While she always cycled to school, since lockdown she has become a champion cyclist, going all over the city and heading off on 30-40km bike rides with her uncle over the summer.
Since she was very small, she’s been interested in cooking. She’s kept it up and added to her repertoire over the years. She’s a much better cook than I am and I feel we are sending her out into the world with excellent survival skills in this regard.
She became a vegetarian when she was about 14. I was horrified. But she stuck to her guns. She usually does. I remember telling her irately that vegetarians have to eat vegetables. And she did, she expanded her diet beyond all recognition. I still regret that she cut out meat though but she is nothing if not determined.
I’m very glad we brought her back to Ireland when we did as she got a chance to know her grandparents. Three of her four grandparents have died since June 2019 and her fourth grandparent is in a nursing home with dementia. I love that she got to know them before they became ill. My mother was one of her greatest fans and she was a source of endless delight to my mother, even as my mother became more and more unwell from Parkinson’s disease.
One of the many things I like about her is how very funny she is. She is the most entertaining company. I love to talk to her.
She gives good advice as well and is insightful about problems. She has a mind like a steel trap and never forgets anything. She is inside my head. She always knows what I think about everything and what I am thinking at any given moment. This can be handy but is also a little unnerving.
Many, many years ago, before I had even met Mr. Waffle, I remember talking to a friend about having children and the pros and cons. She said to me, “You don’t want to have children, you just want to create adults to chat to.” A bit harsh but there might be something in it.
I feel so sorry for all the young people and the years that have been taken from them by Covid.
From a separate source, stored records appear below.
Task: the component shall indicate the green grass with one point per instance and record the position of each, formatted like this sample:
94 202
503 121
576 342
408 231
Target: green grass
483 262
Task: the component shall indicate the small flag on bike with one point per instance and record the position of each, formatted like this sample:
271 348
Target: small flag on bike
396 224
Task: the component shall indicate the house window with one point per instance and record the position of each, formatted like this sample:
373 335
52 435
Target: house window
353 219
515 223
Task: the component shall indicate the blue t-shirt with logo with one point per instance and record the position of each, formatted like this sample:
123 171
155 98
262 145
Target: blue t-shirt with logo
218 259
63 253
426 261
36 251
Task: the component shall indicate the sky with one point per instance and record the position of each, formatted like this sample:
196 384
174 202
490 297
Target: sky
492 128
Herself was 16 when it started, just about to turn 17.
She had such a great social life with friends from school and all friend she had met on courses and committees. She loved going out in the city centre. Wherever we went in Dublin, she seemed to run into friends and then abruptly it was all taken from her. She was so stoic. It was hard.
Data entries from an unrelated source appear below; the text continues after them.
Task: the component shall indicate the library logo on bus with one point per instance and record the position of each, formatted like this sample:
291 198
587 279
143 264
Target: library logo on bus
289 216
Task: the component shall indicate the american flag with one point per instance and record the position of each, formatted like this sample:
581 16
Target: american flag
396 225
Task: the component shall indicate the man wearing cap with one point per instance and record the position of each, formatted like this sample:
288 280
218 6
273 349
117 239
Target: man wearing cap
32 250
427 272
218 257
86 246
And then all the uncertainty about school closures and examinations. As part of her ongoing plan to leave home, she decided she wanted to go to college in England. She was offered a place which was an arduous process in itself but then she had to do really well in her exams to be able to take it up. The exams mostly went very well but Physics presented some problems. I wasn’t sure she was going to get what she needed. It seemed very unfair but a part of me thought it would be good for her to stay in Ireland. I know in England and the US, students mostly go away for college but in Ireland they mostly stay at home. And I hadn’t quite bargained for her going away.
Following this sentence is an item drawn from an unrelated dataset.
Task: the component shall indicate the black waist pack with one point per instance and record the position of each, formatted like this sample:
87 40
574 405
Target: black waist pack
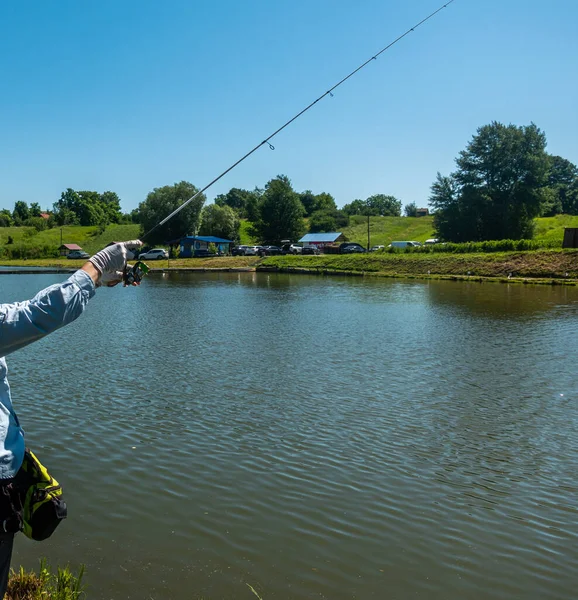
42 506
She got her Leaving Cert results today. One of the nice things about this is that its such a big deal in Ireland that everyone knows. Loads of people contacted me to wish her luck. She did really, really well – better than both her parents who, may I tell you, were no slouches – and has more than safely secured her place in England. My mother would have been so thrilled; that was the first thing I said to herself and the first thing my sister said to her as well.
I am delighted for her, I really am. It’s going to be great. I have every confidence in her ability to live alone and manage swimmingly. She is going to love studying in college; she’s made for it. I have no worries about her, none at all.
No, it’s me, I’m worried about. I am just not quite ready for her to leave home. Who will read my mind now? She’s emigrating at the end of the month and, no, I’m not ready but she really is.